Książki

Dawne kwasy

Recenzja książki: Kamil Sipowicz, "Encyklopedia polskiej psychodelii"

materiały prasowe
Subiektywna historia środków psychoaktywnych i ich kariera w sztuce.

Od Alberta Hofmanna, który odkrył „kwas”, czyli LSD, po Czesława Miłosza, który nie miałby nic wspólnego z tematem, gdyby nie drobna notka o marihuanie w „Widzeniu znad zatoki San Francisco”. „Encyklopedia polskiej psychodelii” jest subiektywną historią środków psychoaktywnych i ich kariery w sztuce. Nie jest encyklopedią, bo krótkie noty mieszają się z przekrojowymi esejami, a potężne fragmenty literackie zamieniają ją momentami w ciąg źródłowych wypisów, pozbawionych zresztą selekcji jakościowej. Nie jest też tylko książką o Polsce – śledzi (i dobrze) historię źródeł doświadczenia psychodelicznego na świecie.
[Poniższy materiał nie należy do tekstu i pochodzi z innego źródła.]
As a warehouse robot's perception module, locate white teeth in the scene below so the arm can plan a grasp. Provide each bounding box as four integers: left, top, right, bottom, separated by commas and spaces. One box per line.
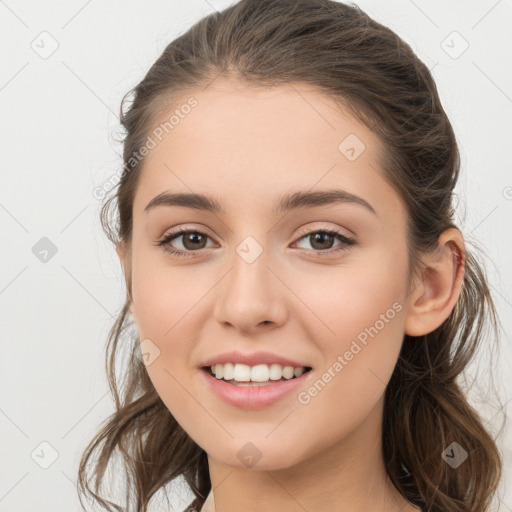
211, 363, 305, 382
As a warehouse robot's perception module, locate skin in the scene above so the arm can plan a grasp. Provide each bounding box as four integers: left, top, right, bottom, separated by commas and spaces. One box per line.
117, 78, 464, 512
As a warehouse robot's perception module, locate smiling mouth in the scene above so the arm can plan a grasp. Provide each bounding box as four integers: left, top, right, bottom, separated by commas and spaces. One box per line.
201, 366, 312, 386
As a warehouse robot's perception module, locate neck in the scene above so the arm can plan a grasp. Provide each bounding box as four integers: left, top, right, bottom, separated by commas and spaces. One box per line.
208, 401, 418, 512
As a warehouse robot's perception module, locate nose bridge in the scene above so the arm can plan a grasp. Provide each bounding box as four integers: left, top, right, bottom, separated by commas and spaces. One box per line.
215, 235, 286, 331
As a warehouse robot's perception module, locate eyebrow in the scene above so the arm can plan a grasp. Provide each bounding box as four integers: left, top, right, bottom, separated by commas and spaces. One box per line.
144, 189, 377, 215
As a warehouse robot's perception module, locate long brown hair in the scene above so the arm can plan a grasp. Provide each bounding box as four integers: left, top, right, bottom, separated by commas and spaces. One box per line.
79, 0, 501, 512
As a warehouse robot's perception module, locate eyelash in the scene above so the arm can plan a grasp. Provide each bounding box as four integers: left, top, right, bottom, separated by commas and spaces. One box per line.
155, 228, 356, 258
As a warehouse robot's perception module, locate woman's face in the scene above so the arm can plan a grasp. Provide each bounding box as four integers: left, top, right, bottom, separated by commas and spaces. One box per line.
127, 79, 416, 469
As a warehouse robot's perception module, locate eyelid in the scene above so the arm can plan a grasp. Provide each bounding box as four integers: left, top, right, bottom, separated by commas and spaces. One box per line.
155, 221, 357, 258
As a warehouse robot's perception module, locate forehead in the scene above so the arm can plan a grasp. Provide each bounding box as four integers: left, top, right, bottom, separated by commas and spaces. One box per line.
135, 78, 402, 220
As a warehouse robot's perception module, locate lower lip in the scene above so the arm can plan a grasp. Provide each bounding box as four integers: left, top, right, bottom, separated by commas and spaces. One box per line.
200, 368, 313, 410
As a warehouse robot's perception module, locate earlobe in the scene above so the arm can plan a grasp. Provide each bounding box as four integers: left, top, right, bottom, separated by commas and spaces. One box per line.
405, 228, 465, 336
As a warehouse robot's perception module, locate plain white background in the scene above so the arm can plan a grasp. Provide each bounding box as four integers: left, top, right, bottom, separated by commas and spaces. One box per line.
0, 0, 512, 512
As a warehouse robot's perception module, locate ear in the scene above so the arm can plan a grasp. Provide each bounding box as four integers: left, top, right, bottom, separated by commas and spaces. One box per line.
405, 228, 466, 336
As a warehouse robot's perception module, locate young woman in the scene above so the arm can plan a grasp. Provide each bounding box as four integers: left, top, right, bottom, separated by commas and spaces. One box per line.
79, 0, 501, 512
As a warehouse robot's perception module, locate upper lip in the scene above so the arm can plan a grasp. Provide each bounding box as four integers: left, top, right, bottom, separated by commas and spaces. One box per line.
200, 350, 310, 368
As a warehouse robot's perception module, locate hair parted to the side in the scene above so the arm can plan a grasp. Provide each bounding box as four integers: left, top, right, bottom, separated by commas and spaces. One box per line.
78, 0, 501, 512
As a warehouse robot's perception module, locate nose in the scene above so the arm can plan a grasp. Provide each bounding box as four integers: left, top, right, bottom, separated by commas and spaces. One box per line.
214, 245, 289, 334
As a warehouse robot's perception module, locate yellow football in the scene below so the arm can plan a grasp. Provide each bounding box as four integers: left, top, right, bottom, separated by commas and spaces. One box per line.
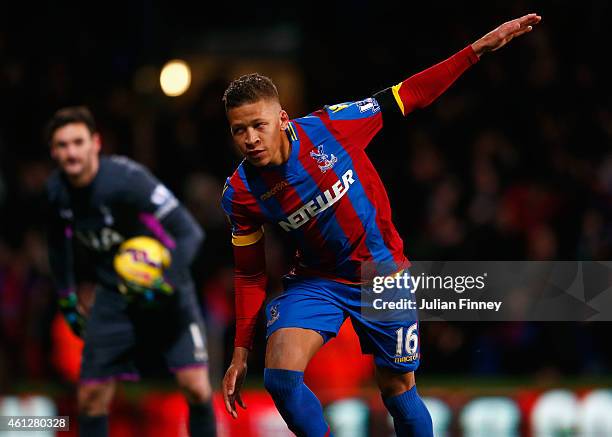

Bardzo ciekawe opisy działania substancji odurzających pióra dr. Wiktora Szokalskiego (1863 r.) czy analizy życiorysów i fragmentów poezji Mickiewicza, Słowackiego i Krasińskiego mieszają się w tej księdze z dość zdawkowymi (Gdzie Zdrój Jana? Gdzie hiphopowa psychodelia Kalibra 44? Grupa artystyczna Neurobot?) opisami psychodelii w polskiej muzyce. Literatura i sztuki wizualne zostały tu potraktowane dużo szerzej. Widać więc pasję i wiedzę Kamila Sipowicza, jego gust artystyczny, ale brak ręki redaktora, który usystematyzowałby mocniej materiał, oddzielając przy okazji doświadczenia psychodeliczne potwierdzone od domniemanych. A przy tym uwolnił pełne rozmachu wydawnictwo od fragmentów, w których zamienia się w wyliczankę tych, którzy brali, doświadczali. Bo wtedy już tylko numerów brakuje do tego, by niektóre partie tego pionierskiego tomu zamienić w książkę telefoniczną polskich użytkowników halucynogenów.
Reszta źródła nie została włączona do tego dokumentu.